Namun demi menjaga ukhuwah yang sudah terjalin lama, aku mencoba tersenyum dan berkata, anakku masih on the way; tak tahu kapan ia akan sampai kepadaku. Aku sadar bahwa manusia tak ‘kan pernah berhenti untuk ditanyai, sampai kelak setelah berhasil mempertanggungjawabkan segalanya di hadapan Sang Khalik.

Tak dipungkiri, ada perasaan minder bahkan gelisah yang diam-diam menyusup setiap mendengar kabar bahagia tentang kelahiran anak dari pasangan lain. Apalagi yang usia pernikahannya masih begitu belia. Perasaan yang kadang kuanggap sebagai sebuah kejahatan, karena mengandung ucapan selamat di bibirku, tetapi seiring dengan itu mengalir kental sebuah kesedihan dalam hati.

Aku selalu bilang ke suami, anak si fulan alhamdulillah sudah lahir, mudah-mudahan kita juga segera dikarunia bayi. Suamiku si positive thingking yang setiap waktu berbaik sangka pada ketentuan Allah, selalu berkata, Insya Allah tahun ini Zhafee coming soon.

Zhafee adalah nama panggilan yang sudah lama kami sematkan untuk calon buah hati kami, yang tak tahu kapan akan melengkapi perjalanan ini. ‘Man Shabara Zhafira’, penggalan kata dari bahasa Arab yang memiliki arti siapa yang bersabar, dia akan beruntung. Inilah yang menginspirasi tercetusnya nama Zhafee.

Tahun terus berganti, suamiku masih sabar melangitkan doa yang sama dan selalu kuamini dengan air mata. Lalu di luar sana orang-orang mengusik sambil berbisik, kasian ya si fulan sudah lama nikah belum punya anak.

Ada pula yang iseng mengorek-ngorek siapa yang memiliki masalah, aku atau suami.
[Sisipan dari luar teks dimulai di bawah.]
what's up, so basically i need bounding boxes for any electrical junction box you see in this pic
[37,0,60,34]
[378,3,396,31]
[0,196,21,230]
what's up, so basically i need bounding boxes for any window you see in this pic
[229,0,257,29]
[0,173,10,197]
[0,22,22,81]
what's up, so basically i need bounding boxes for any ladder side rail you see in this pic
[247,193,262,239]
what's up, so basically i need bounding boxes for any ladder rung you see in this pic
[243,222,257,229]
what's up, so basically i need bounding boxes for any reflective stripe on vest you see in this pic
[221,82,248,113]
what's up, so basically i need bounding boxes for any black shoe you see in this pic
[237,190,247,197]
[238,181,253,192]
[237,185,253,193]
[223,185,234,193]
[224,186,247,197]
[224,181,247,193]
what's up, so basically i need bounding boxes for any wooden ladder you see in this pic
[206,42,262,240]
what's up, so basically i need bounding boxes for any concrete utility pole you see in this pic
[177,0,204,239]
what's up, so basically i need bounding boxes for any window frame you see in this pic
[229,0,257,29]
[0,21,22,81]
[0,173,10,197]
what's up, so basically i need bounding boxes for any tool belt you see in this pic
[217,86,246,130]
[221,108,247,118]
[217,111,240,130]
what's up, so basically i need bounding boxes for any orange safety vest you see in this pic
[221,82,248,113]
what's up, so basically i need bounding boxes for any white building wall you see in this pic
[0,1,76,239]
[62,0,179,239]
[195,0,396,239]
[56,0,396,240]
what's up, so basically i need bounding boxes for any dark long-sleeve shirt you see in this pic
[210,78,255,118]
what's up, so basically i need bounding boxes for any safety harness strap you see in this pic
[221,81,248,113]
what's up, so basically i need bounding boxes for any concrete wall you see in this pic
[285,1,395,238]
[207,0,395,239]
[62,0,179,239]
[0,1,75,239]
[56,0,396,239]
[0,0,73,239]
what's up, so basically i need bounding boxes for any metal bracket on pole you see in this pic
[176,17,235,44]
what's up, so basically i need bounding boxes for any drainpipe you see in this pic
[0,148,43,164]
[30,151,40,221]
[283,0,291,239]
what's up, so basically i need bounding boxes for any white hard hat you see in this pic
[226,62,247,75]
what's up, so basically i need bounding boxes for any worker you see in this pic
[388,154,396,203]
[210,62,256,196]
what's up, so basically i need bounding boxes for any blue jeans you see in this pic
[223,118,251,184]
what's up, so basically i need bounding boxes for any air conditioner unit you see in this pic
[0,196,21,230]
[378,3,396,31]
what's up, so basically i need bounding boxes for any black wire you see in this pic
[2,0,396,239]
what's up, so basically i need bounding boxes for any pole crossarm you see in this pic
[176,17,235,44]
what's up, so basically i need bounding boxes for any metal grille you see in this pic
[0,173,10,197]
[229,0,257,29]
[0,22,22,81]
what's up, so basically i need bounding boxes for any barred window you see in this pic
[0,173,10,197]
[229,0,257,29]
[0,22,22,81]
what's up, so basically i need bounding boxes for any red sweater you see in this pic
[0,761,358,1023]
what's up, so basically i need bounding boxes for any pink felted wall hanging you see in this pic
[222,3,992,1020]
Tak sedikit pula yang mendesak agar kami berobat ke “orang pintar” yang tak punya gelar apa-apa.

Syukurnya Allah meletakkan segunung kesabaran di dalam hati kami dan ikhlas menjalani segala ketentuan yang datang. Bersyukur dengan apa yang dimiliki tanpa harus menimbang kebahagiaan sendiri dengan takaran orang lain.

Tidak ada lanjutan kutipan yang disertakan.